BNPB: 16 Ribu KK Terdampak Kekeringan di Kabupaten Bogor
Anggi Tondi Martaon • 23 July 2026 12:17
Jakarta: Badan Nasional Penanggulangan Bencana (BNPB) melaporkan dampak kemarau di Kabupaten Bogor, Jawa Barat, kian meluas. Sebanyak 16.291 Kepala Keluarga (KK) atau 52.602 jiwa mengalami kekeringan hingga berkurangnya pasokan air bersih sejak awal Juli 2026.
Kepala Pusat Data, Informasi, dan Komunikasi Kebencanaan BNPB Abdul Muhari mengatakan, untuk memenuhi kebutuhan harian masyarakat terdampak, pihak Badan Penanggulangan Bencana Daerah (BPBD) Kabupaten Bogor terus mendistribusikan pasokan air bersih secara berkala
"Petugas BPBD di lapangan terus bergerak menyalurkan bantuan air bersih ke desa-desa yang mengalami krisis pasokan air akibat musim kemarau," kata Abdul dikutip dari Antara, Kamis, 23 Juli 2026.
.jpg)
Ilustrasi air bersih. Foto: Medcom.id.
Abdul menjelaskan pengerahan armada armada tangki air bersih terbaru menyasar sejumlah titik pemukiman warga di tiga kecamatan berbeda yang mengalami penurunan debit air secara signifikan. Bantuan air bersih yang telah disalurkan antara lain meliputi pasokan sebanyak 4.000 liter untuk masyarakat di Desa Hambalang, Kecamatan Citeureup.
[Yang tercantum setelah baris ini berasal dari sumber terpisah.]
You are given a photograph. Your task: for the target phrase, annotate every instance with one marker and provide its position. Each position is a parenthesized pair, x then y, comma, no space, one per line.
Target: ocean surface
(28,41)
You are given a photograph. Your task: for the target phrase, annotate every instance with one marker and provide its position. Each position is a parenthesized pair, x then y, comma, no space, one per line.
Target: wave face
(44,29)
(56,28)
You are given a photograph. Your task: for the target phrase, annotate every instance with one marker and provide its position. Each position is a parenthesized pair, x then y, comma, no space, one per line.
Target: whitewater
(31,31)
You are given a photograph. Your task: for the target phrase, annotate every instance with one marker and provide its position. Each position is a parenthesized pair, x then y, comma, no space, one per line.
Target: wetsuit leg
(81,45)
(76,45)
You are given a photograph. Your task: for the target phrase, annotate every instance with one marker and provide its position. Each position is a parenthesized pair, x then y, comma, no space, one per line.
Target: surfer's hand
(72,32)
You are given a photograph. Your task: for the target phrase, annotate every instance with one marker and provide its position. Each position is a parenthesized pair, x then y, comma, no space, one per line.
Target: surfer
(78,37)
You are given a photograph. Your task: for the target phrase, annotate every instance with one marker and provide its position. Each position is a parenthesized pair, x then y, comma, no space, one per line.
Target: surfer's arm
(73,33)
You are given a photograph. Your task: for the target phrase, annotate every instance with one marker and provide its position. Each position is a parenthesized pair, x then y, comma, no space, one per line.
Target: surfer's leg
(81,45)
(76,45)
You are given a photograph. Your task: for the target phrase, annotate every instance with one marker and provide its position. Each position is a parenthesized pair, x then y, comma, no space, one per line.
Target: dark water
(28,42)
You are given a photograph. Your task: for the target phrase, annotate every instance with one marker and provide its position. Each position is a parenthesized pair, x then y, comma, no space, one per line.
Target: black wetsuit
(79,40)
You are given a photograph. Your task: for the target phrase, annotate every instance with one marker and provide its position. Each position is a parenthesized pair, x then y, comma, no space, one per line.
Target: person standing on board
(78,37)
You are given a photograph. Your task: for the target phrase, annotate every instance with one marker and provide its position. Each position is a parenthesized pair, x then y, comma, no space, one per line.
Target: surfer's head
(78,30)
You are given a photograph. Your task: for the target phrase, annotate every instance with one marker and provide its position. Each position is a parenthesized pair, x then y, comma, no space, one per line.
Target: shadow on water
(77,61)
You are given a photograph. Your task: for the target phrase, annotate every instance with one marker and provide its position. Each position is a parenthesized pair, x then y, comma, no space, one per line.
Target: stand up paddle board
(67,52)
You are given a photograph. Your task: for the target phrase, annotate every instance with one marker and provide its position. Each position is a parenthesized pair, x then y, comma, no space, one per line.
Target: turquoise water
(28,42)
Selain itu, pasokan air bersih sebanyak 2.500 liter disalurkan ke Desa Gadog di Kecamatan Megamendung. Kemudian, 5.000 liter dikirimkan untuk warga di Desa Sukajaya, Kecamatan Sukajaya.
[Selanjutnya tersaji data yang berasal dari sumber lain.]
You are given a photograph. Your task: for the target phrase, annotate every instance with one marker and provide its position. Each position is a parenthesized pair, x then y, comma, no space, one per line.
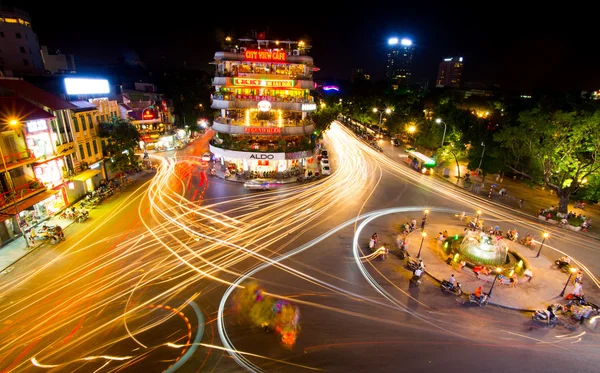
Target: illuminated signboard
(84,86)
(264,106)
(253,54)
(263,130)
(37,126)
(265,82)
(148,114)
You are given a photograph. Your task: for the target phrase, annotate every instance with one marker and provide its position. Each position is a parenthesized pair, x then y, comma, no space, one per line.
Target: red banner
(263,130)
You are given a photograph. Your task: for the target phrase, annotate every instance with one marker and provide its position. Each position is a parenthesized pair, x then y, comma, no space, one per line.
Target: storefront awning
(85,175)
(25,204)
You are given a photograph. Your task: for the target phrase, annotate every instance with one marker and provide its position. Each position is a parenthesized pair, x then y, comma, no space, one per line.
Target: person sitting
(452,282)
(478,293)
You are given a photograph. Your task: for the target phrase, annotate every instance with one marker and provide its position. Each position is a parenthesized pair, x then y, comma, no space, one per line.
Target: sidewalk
(535,197)
(544,288)
(17,249)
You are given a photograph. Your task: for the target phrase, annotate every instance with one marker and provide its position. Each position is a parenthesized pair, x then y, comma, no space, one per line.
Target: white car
(259,184)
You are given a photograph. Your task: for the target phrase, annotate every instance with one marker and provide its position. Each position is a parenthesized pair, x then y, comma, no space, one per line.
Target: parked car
(259,184)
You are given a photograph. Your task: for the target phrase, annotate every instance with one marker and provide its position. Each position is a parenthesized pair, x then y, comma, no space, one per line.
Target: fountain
(482,248)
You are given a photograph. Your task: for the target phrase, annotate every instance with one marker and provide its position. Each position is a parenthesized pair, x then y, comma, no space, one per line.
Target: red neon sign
(261,55)
(148,114)
(263,130)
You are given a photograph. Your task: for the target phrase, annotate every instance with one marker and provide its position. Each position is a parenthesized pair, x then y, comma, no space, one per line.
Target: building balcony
(250,102)
(21,192)
(16,160)
(263,127)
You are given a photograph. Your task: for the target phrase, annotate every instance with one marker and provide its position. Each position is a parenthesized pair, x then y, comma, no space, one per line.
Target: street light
(381,112)
(425,218)
(424,234)
(13,122)
(481,160)
(545,235)
(438,121)
(573,270)
(498,270)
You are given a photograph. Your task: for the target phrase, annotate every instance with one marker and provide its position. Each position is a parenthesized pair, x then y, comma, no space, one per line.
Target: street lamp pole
(439,120)
(498,271)
(14,197)
(424,234)
(545,235)
(573,270)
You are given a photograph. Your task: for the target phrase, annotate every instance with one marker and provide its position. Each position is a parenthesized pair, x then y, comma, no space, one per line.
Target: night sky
(516,48)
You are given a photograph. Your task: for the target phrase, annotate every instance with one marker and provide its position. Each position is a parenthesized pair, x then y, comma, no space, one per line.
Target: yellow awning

Abdul memastikan ancaman kekeringan akibat puncak kemarau di Jawa Barat juga dalam pemantauan tim Direktorat Pengendalian Operasi BNPB. Oleh karena itu BNPB terus berkoordinasi dengan BPBD Kabupaten Bogor guna memastikan ketersediaan armada distribusi air bersih dan pasokan air layak konsumsi bagi warga terdampak tetap terjamin.